Previous Moonday Features        Current Moonday Features        Upcoming Moonday Features

Alice Pero’s work has been published or is forthcoming in many magazines and anthologies, including North American Review, 13th Moon, The Alembic, North Dakota Quarterly, RiverSedge, New Delta Review, The Distillery, Lullwater Review, Poet Lore, River Oak Review, The Cape Rock, Fox Cry Review, The Griffin, G.W. Review, Main Street Rag, Quercus Review, Oregon East, The Pikeville Review, Xavier Review, Studio One, Three Mile Harbor, Salonika, San Gabriel Valley Quarterly, Soundings East, Spillway, Sulphur River Literary Review, Minnetonka Review, Word Thursday, Très diverse-city, Valley Contemporary Poetry Anthology, Albatross, Lummox, Bayou, Carquinez Poetry Review, Cadillac Cicatrix, California Quarterly, Cairn, The Old Red Kimono, and Sanskrit.
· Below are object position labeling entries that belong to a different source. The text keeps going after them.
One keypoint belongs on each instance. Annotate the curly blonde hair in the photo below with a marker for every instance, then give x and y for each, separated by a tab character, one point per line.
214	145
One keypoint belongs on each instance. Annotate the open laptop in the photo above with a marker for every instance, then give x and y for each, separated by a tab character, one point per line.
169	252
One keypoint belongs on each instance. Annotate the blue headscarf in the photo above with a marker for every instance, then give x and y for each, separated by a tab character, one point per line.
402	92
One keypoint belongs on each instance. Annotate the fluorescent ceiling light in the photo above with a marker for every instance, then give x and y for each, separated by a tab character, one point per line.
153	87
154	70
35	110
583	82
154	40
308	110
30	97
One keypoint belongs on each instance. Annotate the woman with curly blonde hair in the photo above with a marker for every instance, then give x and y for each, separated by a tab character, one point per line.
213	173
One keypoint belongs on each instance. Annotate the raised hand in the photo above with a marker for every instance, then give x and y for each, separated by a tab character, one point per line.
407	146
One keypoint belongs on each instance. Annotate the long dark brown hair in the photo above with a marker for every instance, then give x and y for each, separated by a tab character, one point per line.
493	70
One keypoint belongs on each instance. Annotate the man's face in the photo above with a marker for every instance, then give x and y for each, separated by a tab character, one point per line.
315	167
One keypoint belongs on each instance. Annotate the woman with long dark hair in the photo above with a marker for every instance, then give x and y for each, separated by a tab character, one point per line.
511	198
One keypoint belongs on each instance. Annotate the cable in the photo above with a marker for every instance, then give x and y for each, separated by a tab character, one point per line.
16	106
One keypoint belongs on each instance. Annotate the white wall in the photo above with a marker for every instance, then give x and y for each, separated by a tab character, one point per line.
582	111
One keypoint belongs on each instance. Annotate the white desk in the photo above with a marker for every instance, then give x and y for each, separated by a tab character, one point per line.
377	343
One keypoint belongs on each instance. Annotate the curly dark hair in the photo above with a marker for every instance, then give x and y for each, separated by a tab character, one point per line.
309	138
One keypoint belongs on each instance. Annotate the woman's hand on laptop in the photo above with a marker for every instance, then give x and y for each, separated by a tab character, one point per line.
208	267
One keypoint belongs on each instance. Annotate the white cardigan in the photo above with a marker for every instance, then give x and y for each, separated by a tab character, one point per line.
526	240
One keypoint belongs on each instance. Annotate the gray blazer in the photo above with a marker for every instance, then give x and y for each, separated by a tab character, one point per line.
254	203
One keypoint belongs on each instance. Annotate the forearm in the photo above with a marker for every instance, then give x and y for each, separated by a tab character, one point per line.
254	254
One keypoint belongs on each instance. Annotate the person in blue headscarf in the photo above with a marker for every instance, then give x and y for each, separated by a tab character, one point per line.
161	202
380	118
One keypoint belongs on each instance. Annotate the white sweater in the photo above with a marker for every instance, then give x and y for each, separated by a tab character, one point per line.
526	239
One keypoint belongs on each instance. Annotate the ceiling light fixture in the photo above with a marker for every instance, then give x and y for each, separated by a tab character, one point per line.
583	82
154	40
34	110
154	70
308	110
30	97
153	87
Pero is an accomplished flutist as well as a teacher of poetry to grade school children and she has developed a unique curriculum that utilizes her experience with music. In October 2002, Pero founded a poetry reading, Moonday, at Village Books in Pacific Palisades, California, which she co-produces with Lois P. Jones.

Her first book of poetry, Thawed Stars, published in 1999, was hailed by Kenneth Koch as having "clarity and surprises." Lyn Lifshin has said: "Alice Pero's poems are deliciously open, brimming with leaps, twists and surprises, often joyful and fizzy as a fireworks display."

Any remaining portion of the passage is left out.